That is but one example in an album littered with jittery structures. The album as a whole lacks continuity. The thing is, every member in this sextet is a writer and a producer in their own right, hence the experimentation of 'Clear'. So have too many cooks spoilt the broth? It certainly seems that way. Most songs are pulled by the current of a different stylistic opinion or ideas. It seems, on the surface of the finished product at least, that an internal battle for each musician present to stamp their own personality on the record has hampered the record's own personality. That is why this isn't a defining album, not in the way 'Periphery II' launched them to where they perch today, a stone’s throw from selling out massive venues.

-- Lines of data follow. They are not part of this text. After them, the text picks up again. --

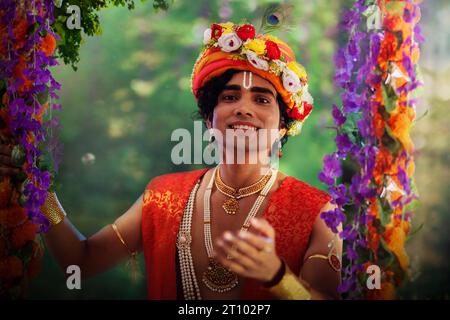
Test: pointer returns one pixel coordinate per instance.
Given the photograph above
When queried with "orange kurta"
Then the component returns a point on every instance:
(292, 210)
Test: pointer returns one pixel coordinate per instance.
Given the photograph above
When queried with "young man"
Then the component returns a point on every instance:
(240, 230)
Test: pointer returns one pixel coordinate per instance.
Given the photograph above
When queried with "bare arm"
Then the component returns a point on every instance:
(101, 251)
(318, 273)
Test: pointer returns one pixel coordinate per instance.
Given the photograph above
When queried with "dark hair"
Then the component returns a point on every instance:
(208, 96)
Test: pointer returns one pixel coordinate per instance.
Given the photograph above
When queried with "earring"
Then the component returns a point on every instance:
(276, 147)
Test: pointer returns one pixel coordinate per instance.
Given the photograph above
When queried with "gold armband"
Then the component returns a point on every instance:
(290, 287)
(53, 210)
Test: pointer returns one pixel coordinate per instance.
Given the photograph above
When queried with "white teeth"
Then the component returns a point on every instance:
(243, 127)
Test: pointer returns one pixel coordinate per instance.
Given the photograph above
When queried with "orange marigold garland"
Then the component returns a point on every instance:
(370, 174)
(27, 45)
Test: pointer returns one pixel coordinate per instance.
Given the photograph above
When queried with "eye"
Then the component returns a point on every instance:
(229, 97)
(262, 100)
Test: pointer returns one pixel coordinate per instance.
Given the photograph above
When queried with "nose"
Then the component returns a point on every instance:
(243, 108)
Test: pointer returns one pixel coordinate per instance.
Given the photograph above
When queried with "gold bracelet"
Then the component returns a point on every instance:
(290, 288)
(53, 210)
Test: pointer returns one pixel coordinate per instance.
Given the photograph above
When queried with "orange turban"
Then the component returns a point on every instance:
(230, 46)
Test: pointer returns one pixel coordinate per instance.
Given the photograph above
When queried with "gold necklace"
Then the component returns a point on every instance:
(218, 278)
(231, 204)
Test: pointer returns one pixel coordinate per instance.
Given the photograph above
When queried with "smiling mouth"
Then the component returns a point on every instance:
(243, 127)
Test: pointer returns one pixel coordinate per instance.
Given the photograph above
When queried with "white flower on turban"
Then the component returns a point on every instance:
(229, 42)
(291, 81)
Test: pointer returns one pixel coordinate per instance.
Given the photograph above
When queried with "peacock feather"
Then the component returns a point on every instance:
(276, 17)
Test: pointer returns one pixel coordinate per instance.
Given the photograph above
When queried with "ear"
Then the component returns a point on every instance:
(208, 124)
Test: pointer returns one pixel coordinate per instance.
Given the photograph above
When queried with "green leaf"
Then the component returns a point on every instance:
(385, 211)
(389, 98)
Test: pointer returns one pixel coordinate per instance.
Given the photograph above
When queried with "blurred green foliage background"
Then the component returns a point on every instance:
(132, 89)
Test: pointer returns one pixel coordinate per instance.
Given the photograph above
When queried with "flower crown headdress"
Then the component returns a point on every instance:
(231, 46)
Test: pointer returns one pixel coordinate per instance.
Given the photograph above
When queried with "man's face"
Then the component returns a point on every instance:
(242, 112)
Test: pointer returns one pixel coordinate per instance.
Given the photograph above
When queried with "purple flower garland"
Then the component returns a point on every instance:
(24, 102)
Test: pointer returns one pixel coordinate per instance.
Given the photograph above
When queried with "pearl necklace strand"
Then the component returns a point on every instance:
(191, 289)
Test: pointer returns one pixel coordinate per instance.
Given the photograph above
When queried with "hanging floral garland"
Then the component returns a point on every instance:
(30, 32)
(370, 174)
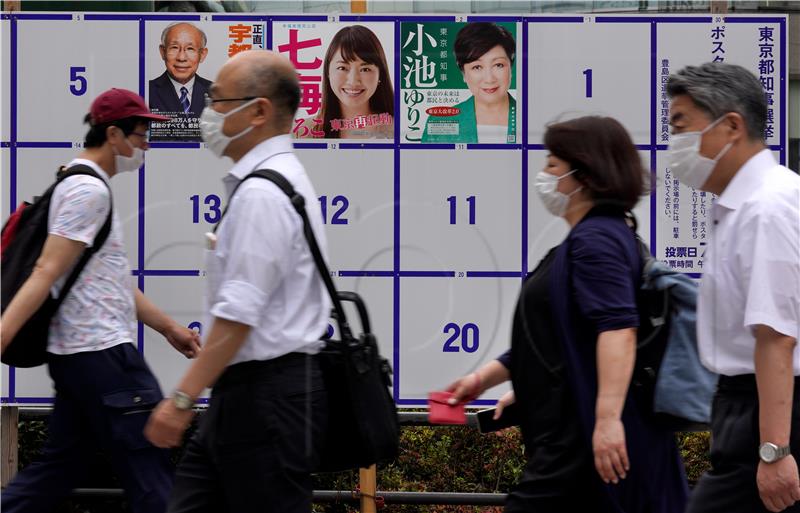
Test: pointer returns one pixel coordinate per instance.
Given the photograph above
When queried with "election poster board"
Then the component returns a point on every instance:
(421, 134)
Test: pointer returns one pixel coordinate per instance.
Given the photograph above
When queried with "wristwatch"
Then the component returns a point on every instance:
(182, 400)
(770, 453)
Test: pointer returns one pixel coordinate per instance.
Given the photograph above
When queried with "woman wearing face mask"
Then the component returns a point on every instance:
(357, 94)
(573, 342)
(484, 53)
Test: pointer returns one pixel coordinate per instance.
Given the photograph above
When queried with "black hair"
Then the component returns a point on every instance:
(606, 160)
(475, 39)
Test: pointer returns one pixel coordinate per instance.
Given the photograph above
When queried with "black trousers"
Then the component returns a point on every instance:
(102, 398)
(730, 485)
(259, 441)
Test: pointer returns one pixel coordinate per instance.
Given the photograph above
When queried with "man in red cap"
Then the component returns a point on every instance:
(104, 389)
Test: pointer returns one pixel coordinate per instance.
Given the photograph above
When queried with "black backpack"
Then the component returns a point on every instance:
(23, 237)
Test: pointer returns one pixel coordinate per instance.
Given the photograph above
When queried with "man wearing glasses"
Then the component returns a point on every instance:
(266, 305)
(104, 389)
(180, 90)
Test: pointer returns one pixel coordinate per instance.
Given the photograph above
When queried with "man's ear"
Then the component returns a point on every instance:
(265, 112)
(736, 125)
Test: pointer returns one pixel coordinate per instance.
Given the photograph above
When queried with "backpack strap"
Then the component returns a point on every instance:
(298, 202)
(100, 238)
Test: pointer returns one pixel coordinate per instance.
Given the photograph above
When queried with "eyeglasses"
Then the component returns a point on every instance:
(145, 135)
(173, 50)
(211, 101)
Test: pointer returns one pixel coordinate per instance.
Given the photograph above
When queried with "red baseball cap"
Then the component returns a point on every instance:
(116, 104)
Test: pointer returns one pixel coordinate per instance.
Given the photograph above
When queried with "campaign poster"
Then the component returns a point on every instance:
(182, 59)
(459, 82)
(346, 78)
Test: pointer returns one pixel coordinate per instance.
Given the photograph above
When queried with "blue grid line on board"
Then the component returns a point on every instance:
(501, 19)
(424, 402)
(426, 274)
(173, 144)
(486, 146)
(142, 176)
(553, 19)
(166, 272)
(12, 189)
(413, 146)
(653, 19)
(410, 18)
(364, 274)
(784, 84)
(753, 19)
(33, 400)
(524, 138)
(396, 233)
(44, 144)
(298, 17)
(35, 16)
(495, 274)
(245, 17)
(269, 34)
(141, 17)
(365, 18)
(653, 126)
(366, 146)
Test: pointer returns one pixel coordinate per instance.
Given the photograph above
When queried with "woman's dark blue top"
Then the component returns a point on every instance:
(593, 280)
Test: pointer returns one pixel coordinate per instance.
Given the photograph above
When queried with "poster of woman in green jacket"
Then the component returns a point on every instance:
(484, 53)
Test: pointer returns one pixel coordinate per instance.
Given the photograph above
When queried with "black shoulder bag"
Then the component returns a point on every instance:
(363, 427)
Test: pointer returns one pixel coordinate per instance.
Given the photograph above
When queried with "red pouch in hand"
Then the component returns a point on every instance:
(440, 412)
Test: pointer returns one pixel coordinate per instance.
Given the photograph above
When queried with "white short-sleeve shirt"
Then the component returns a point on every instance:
(752, 266)
(261, 272)
(100, 310)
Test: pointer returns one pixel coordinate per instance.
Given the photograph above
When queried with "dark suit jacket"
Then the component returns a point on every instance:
(164, 99)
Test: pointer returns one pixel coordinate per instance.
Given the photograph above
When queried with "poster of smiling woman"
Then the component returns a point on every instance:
(458, 82)
(345, 73)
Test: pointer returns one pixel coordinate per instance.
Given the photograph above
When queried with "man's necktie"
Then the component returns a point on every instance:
(184, 99)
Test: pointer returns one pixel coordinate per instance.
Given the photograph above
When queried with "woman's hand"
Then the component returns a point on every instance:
(465, 388)
(507, 400)
(610, 452)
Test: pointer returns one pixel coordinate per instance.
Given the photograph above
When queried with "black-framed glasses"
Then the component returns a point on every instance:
(144, 135)
(211, 101)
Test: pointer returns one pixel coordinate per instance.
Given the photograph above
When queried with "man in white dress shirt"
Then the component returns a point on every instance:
(749, 307)
(267, 307)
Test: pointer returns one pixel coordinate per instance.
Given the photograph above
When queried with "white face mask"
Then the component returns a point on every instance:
(686, 162)
(547, 186)
(211, 123)
(126, 164)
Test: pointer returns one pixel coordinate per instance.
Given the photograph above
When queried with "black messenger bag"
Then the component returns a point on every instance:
(363, 428)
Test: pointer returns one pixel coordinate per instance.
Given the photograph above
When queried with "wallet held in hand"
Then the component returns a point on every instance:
(440, 412)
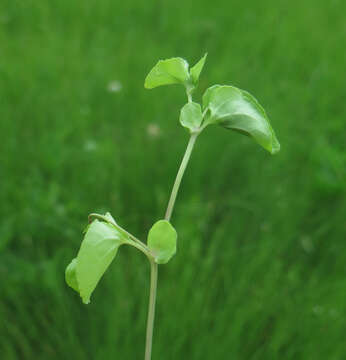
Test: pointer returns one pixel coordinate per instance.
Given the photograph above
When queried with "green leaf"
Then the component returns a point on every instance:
(97, 251)
(162, 241)
(166, 72)
(196, 69)
(71, 275)
(191, 116)
(237, 110)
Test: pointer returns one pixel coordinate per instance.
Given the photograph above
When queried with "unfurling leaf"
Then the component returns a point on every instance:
(162, 241)
(98, 249)
(191, 116)
(237, 110)
(196, 69)
(166, 72)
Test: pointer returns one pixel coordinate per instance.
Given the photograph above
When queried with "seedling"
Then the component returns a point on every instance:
(223, 105)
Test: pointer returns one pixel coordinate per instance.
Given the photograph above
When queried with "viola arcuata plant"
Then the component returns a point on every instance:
(222, 105)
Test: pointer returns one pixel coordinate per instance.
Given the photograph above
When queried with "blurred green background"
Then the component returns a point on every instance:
(260, 271)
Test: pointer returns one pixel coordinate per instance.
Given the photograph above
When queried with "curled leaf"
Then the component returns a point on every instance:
(238, 110)
(166, 72)
(97, 251)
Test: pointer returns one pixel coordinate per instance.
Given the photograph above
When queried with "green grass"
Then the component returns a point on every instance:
(270, 230)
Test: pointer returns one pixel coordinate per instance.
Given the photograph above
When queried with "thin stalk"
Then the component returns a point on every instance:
(151, 309)
(180, 175)
(153, 265)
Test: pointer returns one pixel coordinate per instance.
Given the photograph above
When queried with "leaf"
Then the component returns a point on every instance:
(191, 116)
(237, 110)
(97, 251)
(196, 69)
(166, 72)
(71, 275)
(162, 241)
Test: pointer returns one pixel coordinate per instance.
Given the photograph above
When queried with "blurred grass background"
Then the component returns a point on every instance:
(260, 270)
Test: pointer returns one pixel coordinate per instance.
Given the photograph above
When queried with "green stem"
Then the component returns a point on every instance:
(180, 175)
(151, 310)
(153, 265)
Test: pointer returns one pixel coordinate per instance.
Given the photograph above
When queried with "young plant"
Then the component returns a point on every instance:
(223, 105)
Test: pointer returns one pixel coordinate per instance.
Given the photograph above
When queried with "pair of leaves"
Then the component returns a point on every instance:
(100, 246)
(228, 106)
(174, 71)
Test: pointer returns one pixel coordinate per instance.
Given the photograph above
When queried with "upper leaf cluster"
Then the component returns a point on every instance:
(223, 105)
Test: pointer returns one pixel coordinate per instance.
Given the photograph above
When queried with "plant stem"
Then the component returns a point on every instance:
(151, 310)
(180, 174)
(153, 265)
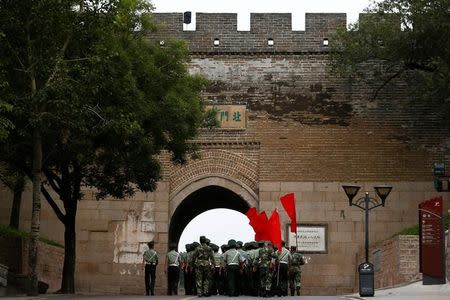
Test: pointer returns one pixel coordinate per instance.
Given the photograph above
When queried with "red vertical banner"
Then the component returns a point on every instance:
(261, 228)
(288, 202)
(431, 239)
(275, 229)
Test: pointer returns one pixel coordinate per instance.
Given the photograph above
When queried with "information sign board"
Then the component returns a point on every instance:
(431, 238)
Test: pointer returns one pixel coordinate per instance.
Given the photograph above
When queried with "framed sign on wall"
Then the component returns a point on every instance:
(311, 238)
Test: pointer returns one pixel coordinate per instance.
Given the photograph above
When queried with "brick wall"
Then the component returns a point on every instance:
(396, 261)
(14, 254)
(308, 132)
(448, 255)
(263, 26)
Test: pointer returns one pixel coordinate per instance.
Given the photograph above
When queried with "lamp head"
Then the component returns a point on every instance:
(383, 192)
(351, 191)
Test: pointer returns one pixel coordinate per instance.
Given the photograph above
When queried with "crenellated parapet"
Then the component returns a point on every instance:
(269, 32)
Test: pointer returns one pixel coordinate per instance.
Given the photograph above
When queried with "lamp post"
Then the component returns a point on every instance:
(366, 203)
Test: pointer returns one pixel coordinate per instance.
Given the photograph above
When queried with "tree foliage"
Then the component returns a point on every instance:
(106, 102)
(405, 37)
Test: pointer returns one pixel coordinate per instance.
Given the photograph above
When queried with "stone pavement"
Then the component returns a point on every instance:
(414, 291)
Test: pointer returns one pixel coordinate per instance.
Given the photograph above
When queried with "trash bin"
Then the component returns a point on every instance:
(366, 279)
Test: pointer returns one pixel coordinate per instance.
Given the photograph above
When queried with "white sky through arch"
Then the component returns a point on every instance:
(243, 8)
(219, 225)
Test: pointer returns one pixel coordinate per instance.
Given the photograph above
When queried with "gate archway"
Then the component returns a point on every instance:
(203, 195)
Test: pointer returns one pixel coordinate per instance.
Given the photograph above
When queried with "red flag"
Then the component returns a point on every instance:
(261, 227)
(251, 213)
(288, 202)
(274, 229)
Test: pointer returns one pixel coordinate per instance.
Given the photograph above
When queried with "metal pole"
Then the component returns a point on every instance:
(366, 208)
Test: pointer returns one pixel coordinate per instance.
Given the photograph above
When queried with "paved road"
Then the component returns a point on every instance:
(84, 297)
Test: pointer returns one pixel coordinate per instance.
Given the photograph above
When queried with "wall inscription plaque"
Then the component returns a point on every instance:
(311, 238)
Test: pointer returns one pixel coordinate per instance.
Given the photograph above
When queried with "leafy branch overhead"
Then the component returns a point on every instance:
(83, 79)
(406, 38)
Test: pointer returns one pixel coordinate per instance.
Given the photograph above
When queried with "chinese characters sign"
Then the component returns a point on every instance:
(310, 239)
(431, 238)
(231, 116)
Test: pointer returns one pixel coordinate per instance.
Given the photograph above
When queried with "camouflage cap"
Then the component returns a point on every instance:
(232, 243)
(224, 248)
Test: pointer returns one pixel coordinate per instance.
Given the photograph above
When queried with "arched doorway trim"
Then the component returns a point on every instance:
(246, 193)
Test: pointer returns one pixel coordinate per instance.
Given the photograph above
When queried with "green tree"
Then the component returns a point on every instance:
(406, 38)
(94, 102)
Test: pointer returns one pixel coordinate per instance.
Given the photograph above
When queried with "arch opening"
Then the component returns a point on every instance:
(202, 200)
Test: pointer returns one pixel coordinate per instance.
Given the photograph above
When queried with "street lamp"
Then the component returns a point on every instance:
(366, 203)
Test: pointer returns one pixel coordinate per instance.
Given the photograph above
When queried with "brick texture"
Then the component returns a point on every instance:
(14, 254)
(396, 261)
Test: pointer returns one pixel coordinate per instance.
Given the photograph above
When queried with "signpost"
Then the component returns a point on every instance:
(431, 241)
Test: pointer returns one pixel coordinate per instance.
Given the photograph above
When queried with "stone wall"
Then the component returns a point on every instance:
(396, 261)
(263, 26)
(308, 132)
(448, 255)
(14, 254)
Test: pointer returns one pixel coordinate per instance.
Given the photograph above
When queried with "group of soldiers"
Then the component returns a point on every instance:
(253, 269)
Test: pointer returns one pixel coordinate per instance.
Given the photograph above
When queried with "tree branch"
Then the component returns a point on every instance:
(58, 61)
(389, 79)
(421, 67)
(52, 203)
(54, 180)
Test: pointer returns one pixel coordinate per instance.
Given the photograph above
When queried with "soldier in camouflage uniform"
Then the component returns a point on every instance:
(284, 259)
(266, 262)
(172, 268)
(193, 268)
(224, 281)
(295, 274)
(203, 258)
(251, 266)
(243, 276)
(216, 287)
(232, 261)
(184, 267)
(150, 260)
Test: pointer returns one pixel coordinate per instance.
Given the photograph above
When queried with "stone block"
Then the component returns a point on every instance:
(161, 196)
(93, 225)
(101, 236)
(162, 207)
(310, 197)
(342, 237)
(82, 235)
(286, 187)
(162, 227)
(163, 186)
(269, 186)
(345, 226)
(327, 187)
(265, 196)
(112, 215)
(161, 217)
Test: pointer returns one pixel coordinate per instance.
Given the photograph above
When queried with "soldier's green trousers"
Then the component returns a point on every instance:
(265, 279)
(294, 281)
(203, 280)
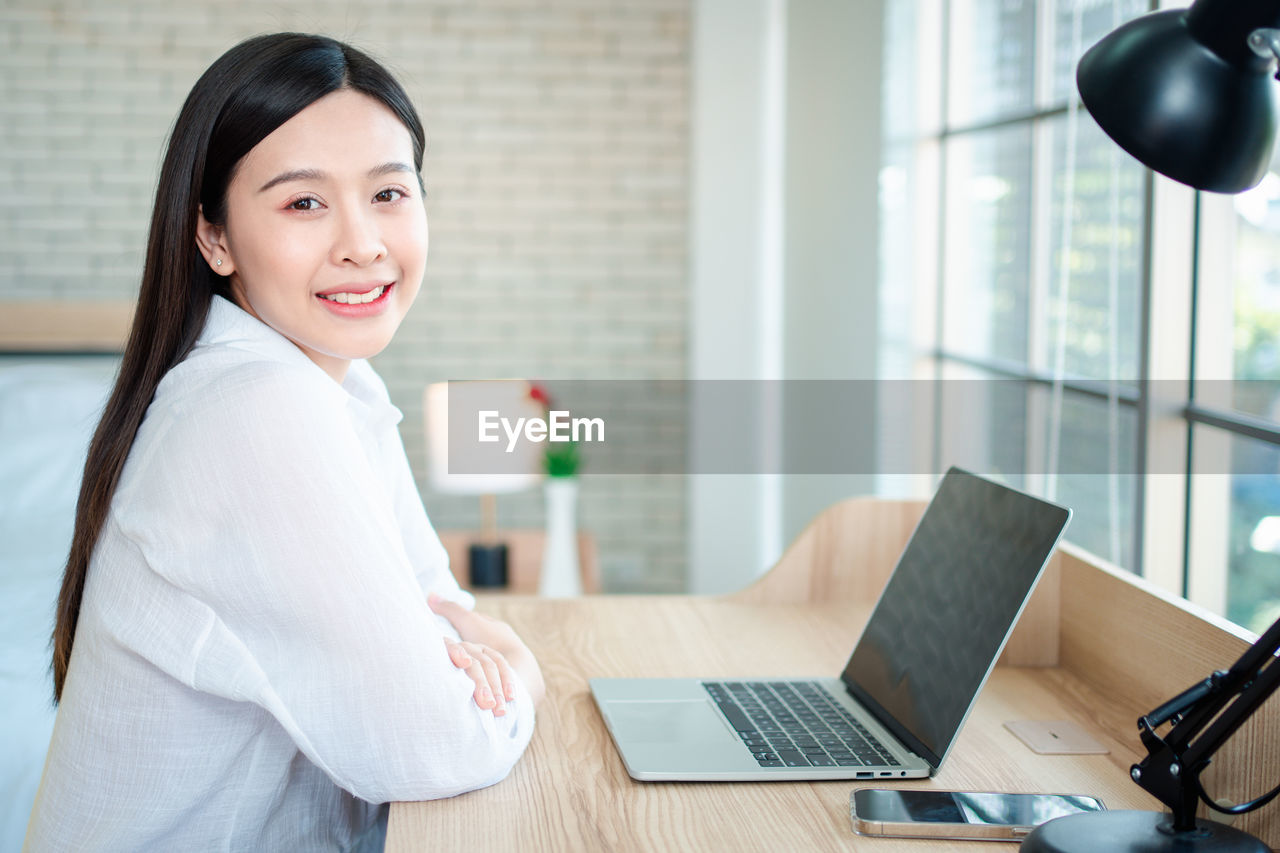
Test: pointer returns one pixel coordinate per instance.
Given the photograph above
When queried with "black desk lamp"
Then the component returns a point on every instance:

But those moments where they do hit the nail bang on the head are well worth a visit. 'Rainbow Gravity', a definite highlight, is boisterously groovy and when they segue from heavy to clean cut, suited and booted melodies they do so smoothly. The solo too, very much classical in their countenance, with sudden bursts of pace sharpening their edge are highly impressive. 'Omega' has some gratifying moments too, but at 11 minutes long, you'd expect some worthwhile substance in which to divulge. '22 Faces'' chorus is massive and as addictive as they come while 'Graveless' does its best to rip open the ground below you and send you tumbling into hell. It is catastrophically impactful, the musicianship simply astounding. A song iced with another catchy chorus, this is the Periphery that so many have come to know and love. This is the Periphery which just isn't apparent enough across this double album. A double album! Quantity, sadly - especially considering the amount of time the band has been working on this - has vastly outweighed the quality. Perhaps they have become too bogged down on this project, the magic of spontaneity not being able to flourish amidst six creative minds meticulously mapping it all out.
So to repeat, this is not a bad album, but nor is it the album the Periphery faithful - Peripherites? - were hoping for. There are moments of genius across both 'Alpha' and 'Omega', but they are outnumbered by mundane tracks too unsure of themselves to convince you that this band is ready for the big league. It's not a league at all out of their reach; they just need to spend a few more seasons working towards that much sought after promotion.